Pada suatu masa, mencuci pakaian bukan pekerjaan yang bisa diselesaikan sambil lalu. Ia adalah peristiwa rumah tangga, bahkan peristiwa sosial. Di desa-desa Jawa, orang mencuci di sungai, pancuran, atau sumur umum. Pakaian dikucek dengan tangan, dipukul-pukul pada batu, lalu dijemur di halaman atau pagar bambu. Di sana orang tidak hanya membersihkan kain, tetapi juga bertukar kabar, membicarakan harga beras, menilai calon menantu, hingga mengabarkan tetangga yang baru pulang dari perantauan.

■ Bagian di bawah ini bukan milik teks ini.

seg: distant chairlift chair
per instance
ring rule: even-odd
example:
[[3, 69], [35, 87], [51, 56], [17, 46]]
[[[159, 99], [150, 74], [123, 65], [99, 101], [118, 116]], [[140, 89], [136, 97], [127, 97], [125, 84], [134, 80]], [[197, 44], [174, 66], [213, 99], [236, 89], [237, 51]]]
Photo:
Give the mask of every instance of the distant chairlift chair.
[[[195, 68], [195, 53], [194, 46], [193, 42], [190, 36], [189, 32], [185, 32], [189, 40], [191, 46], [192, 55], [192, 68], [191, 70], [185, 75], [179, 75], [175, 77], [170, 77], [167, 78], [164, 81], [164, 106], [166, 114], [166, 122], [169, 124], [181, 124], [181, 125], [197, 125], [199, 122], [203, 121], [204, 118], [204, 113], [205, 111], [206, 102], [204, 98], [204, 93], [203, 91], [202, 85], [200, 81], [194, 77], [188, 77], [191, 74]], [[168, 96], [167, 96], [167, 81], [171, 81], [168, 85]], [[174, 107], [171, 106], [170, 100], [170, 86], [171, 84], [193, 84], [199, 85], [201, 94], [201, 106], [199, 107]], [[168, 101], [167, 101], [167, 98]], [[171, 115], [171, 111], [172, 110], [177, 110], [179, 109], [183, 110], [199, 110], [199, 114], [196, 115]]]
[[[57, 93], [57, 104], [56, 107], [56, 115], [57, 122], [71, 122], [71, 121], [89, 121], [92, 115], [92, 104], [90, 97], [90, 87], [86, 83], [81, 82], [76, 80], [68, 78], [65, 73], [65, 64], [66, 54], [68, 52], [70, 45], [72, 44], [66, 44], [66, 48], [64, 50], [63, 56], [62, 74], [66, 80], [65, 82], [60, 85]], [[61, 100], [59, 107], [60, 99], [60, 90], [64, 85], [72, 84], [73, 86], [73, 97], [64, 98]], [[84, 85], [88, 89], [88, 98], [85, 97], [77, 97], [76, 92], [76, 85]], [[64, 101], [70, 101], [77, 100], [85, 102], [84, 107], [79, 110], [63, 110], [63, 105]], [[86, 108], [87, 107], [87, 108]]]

Mencuci, di zaman dahulu adalah kerja yang melelahkan, tetapi juga membangun pergaulan. Air, sabun, tangan, dan waktu menjadi satu paket yang tak terpisahkan. Kini, ritual itu perlahan menghilang dari kehidupan kota. Bukan karena orang kota tidak lagi punya pakaian kotor, melainkan karena mereka tidak lagi punya cukup waktu untuk mengurusnya sendiri.
Di gang-gang padat, kawasan kos, perumahan, hingga apartemen, papan bertuliskan “Laundry Kiloan” kini mudah ditemukan. Ia hadir seperti warung makan, depot air isi ulang, atau konter pulsa. Sederhana, dekat, dan dibutuhkan. Warga membawa satu tas pakaian kotor, menimbangnya, membayar, lalu pulang. Beberapa hari kemudian, pakaian itu kembali dalam keadaan bersih, harum, dan terlipat rapi.
Tidak berlebihan jika laundry kiloan disebut sebagai revolusi senyap dalam kehidupan urban Indonesia. Ia tidak datang dengan pidato besar, tidak pula dengan penemuan yang menghebohkan. Namun, ia mengubah cara orang membagi waktu, mengurus rumah, memandang pekerjaan domestik, dan bahkan membangun usaha kecil.